Characteristic of amyloid is its red staining with Congo red, methyl (or gentznan) violet; Specific luminescence with thioflavins S or T is characteristic. Amyloid is also detected using a polarizing microscope. It is characterized by dichroism and anisotropy (the birefringence spectrum lies in the range of 540 - 560 nm). These properties allow amyloid to be distinguished from other fibrillar proteins. For macroscopic diagnosis of amyloidosis, the tissue is exposed to a Lugol's solution, and then a 10% sulfuric acid solution; the amyloid becomes blue-violet or dirty green.

The colorful reactions of amyloid, associated with the characteristics of its chemical composition, may vary depending on the form, type and type of amyloidosis. In some cases they are absent, then they speak of achromatic amyloid, or achroamyloid.

The classification of amyloidosis takes into account the following characteristics:

1. possible reason;

2. specificity of amyloid fibril protein;

3. prevalence of amyloidosis;

4. the originality of clinical manifestations due to the predominant damage to certain organs and systems.

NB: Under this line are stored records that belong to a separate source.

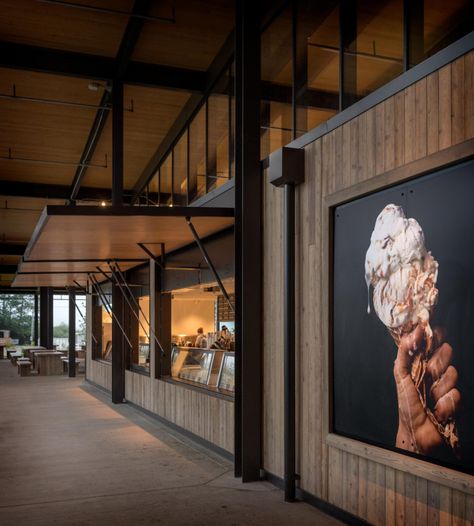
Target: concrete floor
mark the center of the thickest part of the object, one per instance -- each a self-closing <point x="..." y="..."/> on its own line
<point x="70" y="457"/>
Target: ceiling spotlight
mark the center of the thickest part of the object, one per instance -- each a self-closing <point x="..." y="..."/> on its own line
<point x="95" y="86"/>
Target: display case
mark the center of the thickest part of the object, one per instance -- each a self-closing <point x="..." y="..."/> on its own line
<point x="213" y="368"/>
<point x="192" y="364"/>
<point x="227" y="373"/>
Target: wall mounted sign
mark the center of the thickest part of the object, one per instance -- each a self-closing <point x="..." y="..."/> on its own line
<point x="403" y="311"/>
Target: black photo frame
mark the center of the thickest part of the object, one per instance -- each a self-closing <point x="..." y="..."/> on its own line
<point x="364" y="399"/>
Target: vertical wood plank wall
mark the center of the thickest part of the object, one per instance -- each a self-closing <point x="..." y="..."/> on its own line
<point x="97" y="372"/>
<point x="206" y="416"/>
<point x="434" y="114"/>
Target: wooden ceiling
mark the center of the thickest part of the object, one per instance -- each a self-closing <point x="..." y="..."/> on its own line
<point x="48" y="117"/>
<point x="70" y="242"/>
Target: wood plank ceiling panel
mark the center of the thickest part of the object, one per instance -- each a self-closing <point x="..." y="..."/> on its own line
<point x="154" y="111"/>
<point x="40" y="131"/>
<point x="64" y="234"/>
<point x="193" y="41"/>
<point x="59" y="27"/>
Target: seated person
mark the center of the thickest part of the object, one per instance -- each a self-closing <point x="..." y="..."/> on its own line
<point x="201" y="340"/>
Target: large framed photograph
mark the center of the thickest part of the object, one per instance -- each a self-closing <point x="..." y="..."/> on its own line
<point x="403" y="317"/>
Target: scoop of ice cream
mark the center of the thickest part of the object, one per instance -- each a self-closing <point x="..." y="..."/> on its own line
<point x="401" y="270"/>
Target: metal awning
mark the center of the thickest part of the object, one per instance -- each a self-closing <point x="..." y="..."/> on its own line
<point x="71" y="242"/>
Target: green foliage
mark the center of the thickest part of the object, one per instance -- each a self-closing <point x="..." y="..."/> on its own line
<point x="16" y="315"/>
<point x="61" y="330"/>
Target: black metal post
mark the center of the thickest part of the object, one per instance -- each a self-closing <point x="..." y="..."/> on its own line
<point x="118" y="348"/>
<point x="46" y="317"/>
<point x="35" y="321"/>
<point x="72" y="334"/>
<point x="413" y="33"/>
<point x="248" y="265"/>
<point x="117" y="143"/>
<point x="289" y="343"/>
<point x="347" y="61"/>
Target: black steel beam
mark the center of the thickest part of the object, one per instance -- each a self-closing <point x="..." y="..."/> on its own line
<point x="155" y="75"/>
<point x="121" y="62"/>
<point x="118" y="347"/>
<point x="51" y="191"/>
<point x="189" y="110"/>
<point x="72" y="334"/>
<point x="91" y="144"/>
<point x="36" y="320"/>
<point x="46" y="60"/>
<point x="46" y="317"/>
<point x="413" y="33"/>
<point x="311" y="97"/>
<point x="248" y="243"/>
<point x="12" y="249"/>
<point x="117" y="143"/>
<point x="94" y="67"/>
<point x="347" y="61"/>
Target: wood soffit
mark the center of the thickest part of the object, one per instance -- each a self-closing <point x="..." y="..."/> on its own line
<point x="70" y="242"/>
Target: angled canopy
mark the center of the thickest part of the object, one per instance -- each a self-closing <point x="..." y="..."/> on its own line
<point x="70" y="242"/>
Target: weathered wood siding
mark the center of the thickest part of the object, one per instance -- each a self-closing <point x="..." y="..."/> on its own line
<point x="206" y="416"/>
<point x="432" y="119"/>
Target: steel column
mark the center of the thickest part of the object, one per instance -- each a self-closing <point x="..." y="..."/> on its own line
<point x="118" y="348"/>
<point x="46" y="317"/>
<point x="413" y="33"/>
<point x="289" y="343"/>
<point x="248" y="184"/>
<point x="72" y="334"/>
<point x="35" y="321"/>
<point x="117" y="143"/>
<point x="348" y="61"/>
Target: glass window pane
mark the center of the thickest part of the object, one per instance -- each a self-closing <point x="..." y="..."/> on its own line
<point x="166" y="197"/>
<point x="378" y="48"/>
<point x="139" y="330"/>
<point x="445" y="22"/>
<point x="218" y="141"/>
<point x="197" y="155"/>
<point x="180" y="171"/>
<point x="153" y="190"/>
<point x="276" y="74"/>
<point x="317" y="64"/>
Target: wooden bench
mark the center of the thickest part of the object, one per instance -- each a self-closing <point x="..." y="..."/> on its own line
<point x="79" y="364"/>
<point x="15" y="356"/>
<point x="24" y="367"/>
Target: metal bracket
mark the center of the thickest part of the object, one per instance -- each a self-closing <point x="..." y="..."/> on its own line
<point x="207" y="259"/>
<point x="137" y="305"/>
<point x="108" y="307"/>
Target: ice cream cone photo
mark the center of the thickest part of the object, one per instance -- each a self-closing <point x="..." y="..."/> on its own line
<point x="403" y="275"/>
<point x="402" y="310"/>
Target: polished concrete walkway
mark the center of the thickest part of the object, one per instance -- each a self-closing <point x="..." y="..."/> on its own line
<point x="69" y="457"/>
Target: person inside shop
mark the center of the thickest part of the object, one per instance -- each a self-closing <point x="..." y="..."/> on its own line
<point x="201" y="340"/>
<point x="225" y="333"/>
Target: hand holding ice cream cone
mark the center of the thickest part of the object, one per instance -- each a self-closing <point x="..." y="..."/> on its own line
<point x="404" y="274"/>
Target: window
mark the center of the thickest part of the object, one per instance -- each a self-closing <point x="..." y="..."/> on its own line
<point x="102" y="324"/>
<point x="137" y="317"/>
<point x="276" y="75"/>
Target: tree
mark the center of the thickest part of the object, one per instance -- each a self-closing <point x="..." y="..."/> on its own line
<point x="16" y="315"/>
<point x="61" y="330"/>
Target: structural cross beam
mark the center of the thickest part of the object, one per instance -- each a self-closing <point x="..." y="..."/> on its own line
<point x="95" y="67"/>
<point x="122" y="60"/>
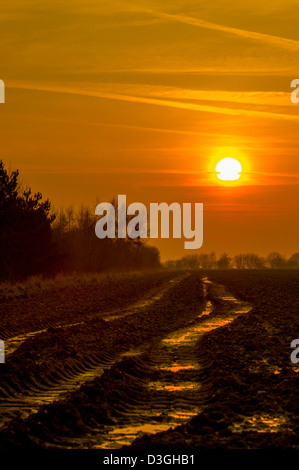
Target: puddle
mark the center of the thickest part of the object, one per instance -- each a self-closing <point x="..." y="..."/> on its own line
<point x="260" y="423"/>
<point x="176" y="398"/>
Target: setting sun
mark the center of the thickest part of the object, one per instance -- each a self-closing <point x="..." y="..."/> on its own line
<point x="228" y="169"/>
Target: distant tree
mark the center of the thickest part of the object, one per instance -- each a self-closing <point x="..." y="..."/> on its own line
<point x="25" y="229"/>
<point x="207" y="260"/>
<point x="224" y="262"/>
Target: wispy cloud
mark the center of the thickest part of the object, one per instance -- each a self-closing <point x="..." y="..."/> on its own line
<point x="290" y="44"/>
<point x="156" y="102"/>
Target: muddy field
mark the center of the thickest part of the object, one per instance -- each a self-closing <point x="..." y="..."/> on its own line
<point x="175" y="360"/>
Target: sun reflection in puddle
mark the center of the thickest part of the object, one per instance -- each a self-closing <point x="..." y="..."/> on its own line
<point x="178" y="387"/>
<point x="177" y="367"/>
<point x="260" y="423"/>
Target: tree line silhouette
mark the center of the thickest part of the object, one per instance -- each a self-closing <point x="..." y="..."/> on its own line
<point x="242" y="261"/>
<point x="35" y="241"/>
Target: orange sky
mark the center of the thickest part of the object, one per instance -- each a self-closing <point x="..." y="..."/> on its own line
<point x="142" y="98"/>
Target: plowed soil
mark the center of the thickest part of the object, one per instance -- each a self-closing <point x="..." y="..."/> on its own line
<point x="168" y="359"/>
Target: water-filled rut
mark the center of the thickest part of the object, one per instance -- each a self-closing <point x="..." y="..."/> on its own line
<point x="120" y="396"/>
<point x="168" y="377"/>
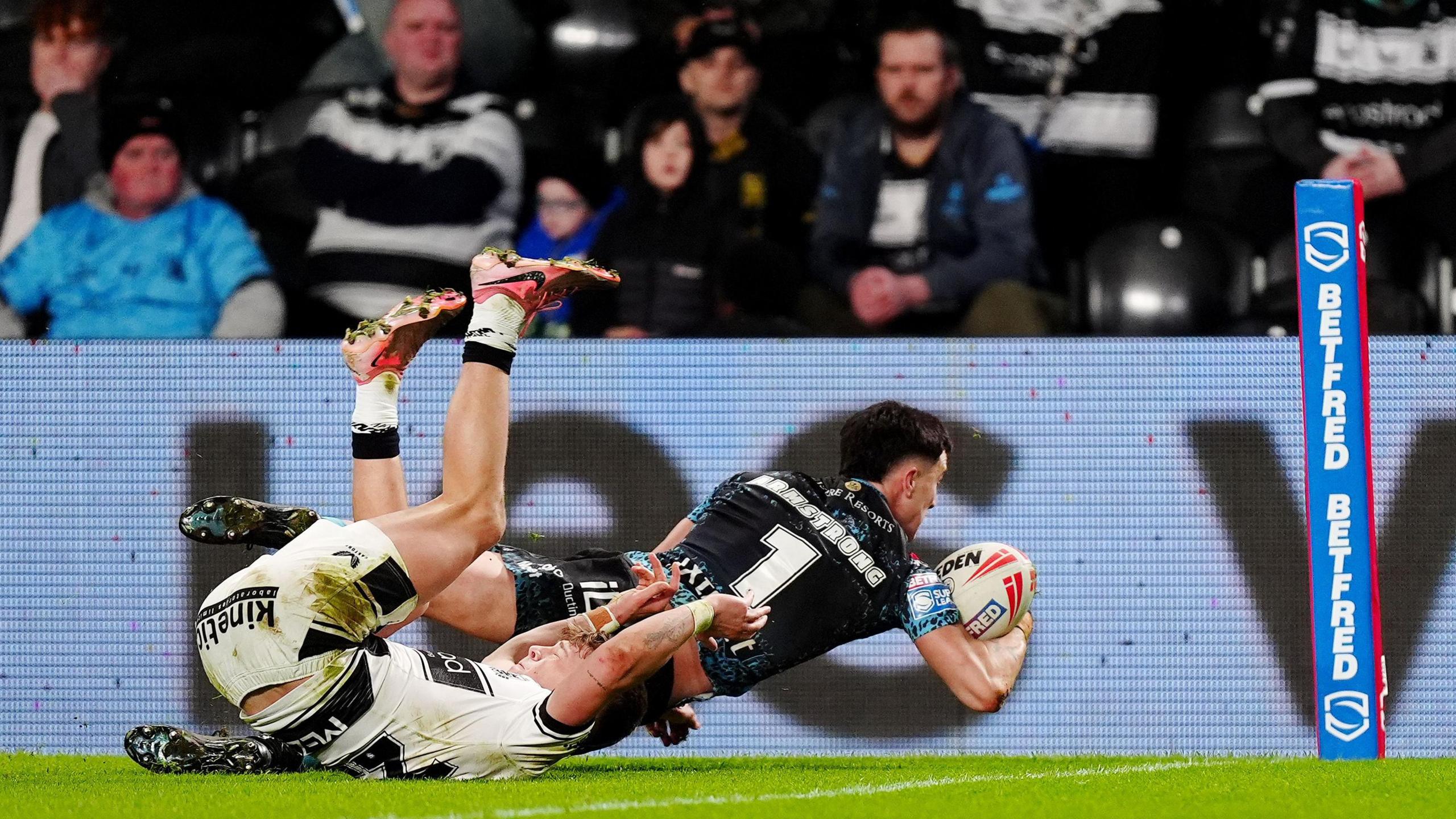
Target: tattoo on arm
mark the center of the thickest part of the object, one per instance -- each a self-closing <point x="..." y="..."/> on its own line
<point x="669" y="631"/>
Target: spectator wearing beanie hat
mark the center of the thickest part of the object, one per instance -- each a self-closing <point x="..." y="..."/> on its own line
<point x="143" y="254"/>
<point x="574" y="196"/>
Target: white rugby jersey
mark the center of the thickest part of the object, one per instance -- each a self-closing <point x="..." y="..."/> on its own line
<point x="394" y="712"/>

Based on the cause, primary (idiopathic), hereditary (genetic, family), secondary (acquired) and senile amyloidosis are distinguished. Primary, hereditary, senile amyloidoses are considered as nosological forms. Secondary amyloid dose, which occurs in certain diseases, is a complication of these diseases, a “second disease”.

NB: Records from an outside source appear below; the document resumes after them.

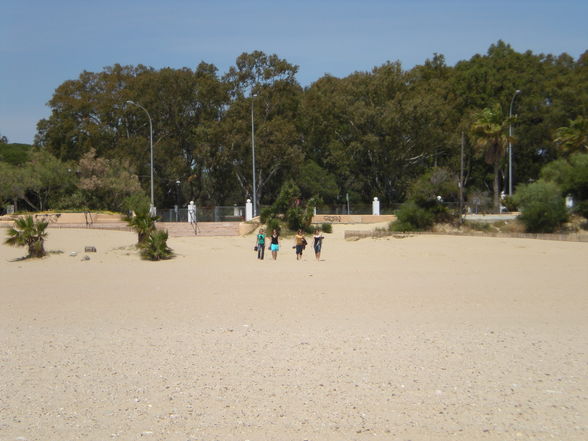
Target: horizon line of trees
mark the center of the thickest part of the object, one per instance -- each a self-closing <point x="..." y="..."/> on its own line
<point x="372" y="133"/>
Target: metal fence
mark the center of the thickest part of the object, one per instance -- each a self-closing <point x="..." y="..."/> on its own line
<point x="355" y="209"/>
<point x="204" y="214"/>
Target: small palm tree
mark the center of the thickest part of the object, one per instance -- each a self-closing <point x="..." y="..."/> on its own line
<point x="155" y="247"/>
<point x="143" y="223"/>
<point x="30" y="233"/>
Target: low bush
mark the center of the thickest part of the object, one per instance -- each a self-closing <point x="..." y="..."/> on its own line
<point x="542" y="206"/>
<point x="412" y="217"/>
<point x="155" y="247"/>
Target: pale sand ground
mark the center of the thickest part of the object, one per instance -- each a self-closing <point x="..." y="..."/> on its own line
<point x="422" y="338"/>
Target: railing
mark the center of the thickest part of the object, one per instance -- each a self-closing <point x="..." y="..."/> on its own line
<point x="355" y="209"/>
<point x="204" y="214"/>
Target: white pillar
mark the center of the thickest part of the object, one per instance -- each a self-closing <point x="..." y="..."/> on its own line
<point x="248" y="210"/>
<point x="192" y="212"/>
<point x="376" y="207"/>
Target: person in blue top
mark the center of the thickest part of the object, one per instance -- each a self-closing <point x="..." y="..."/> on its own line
<point x="260" y="244"/>
<point x="275" y="244"/>
<point x="318" y="244"/>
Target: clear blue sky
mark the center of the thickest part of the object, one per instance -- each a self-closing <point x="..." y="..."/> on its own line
<point x="46" y="42"/>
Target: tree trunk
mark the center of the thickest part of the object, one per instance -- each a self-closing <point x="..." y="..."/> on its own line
<point x="496" y="188"/>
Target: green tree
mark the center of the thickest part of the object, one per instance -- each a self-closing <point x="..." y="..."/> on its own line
<point x="105" y="184"/>
<point x="155" y="247"/>
<point x="274" y="97"/>
<point x="30" y="233"/>
<point x="143" y="223"/>
<point x="489" y="131"/>
<point x="571" y="175"/>
<point x="574" y="137"/>
<point x="542" y="206"/>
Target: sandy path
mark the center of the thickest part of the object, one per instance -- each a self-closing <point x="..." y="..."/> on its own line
<point x="422" y="338"/>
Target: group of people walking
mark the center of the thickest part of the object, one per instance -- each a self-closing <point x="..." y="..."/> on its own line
<point x="300" y="244"/>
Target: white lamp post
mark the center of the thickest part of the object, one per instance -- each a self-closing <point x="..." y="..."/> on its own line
<point x="510" y="143"/>
<point x="152" y="209"/>
<point x="253" y="157"/>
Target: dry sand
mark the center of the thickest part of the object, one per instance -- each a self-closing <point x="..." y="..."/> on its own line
<point x="421" y="338"/>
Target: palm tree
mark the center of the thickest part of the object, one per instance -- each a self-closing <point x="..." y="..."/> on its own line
<point x="143" y="223"/>
<point x="573" y="138"/>
<point x="155" y="247"/>
<point x="30" y="233"/>
<point x="489" y="130"/>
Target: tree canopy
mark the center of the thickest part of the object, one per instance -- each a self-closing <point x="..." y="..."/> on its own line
<point x="372" y="133"/>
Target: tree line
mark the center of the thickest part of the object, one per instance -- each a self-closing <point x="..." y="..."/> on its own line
<point x="372" y="133"/>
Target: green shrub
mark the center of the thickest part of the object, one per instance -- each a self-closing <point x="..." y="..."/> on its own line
<point x="542" y="206"/>
<point x="155" y="247"/>
<point x="412" y="217"/>
<point x="30" y="233"/>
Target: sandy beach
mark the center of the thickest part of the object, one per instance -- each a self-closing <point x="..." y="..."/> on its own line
<point x="419" y="338"/>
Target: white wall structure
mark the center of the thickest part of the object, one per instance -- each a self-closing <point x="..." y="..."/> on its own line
<point x="376" y="207"/>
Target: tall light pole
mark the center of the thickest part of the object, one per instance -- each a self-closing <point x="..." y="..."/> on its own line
<point x="510" y="142"/>
<point x="253" y="157"/>
<point x="152" y="209"/>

Primary (idiopathic) amyloidosis is characterized by: the absence of a previous or concomitant “causal” disease; damage to predominantly mesodermal tissues - the cardiovascular system, striated and smooth muscles, nerves and skin (generalized amyloidosis); tendency to form nodular deposits, inconsistent color reactions of the amyloid substance (negative results are often obtained when staining with Congo red).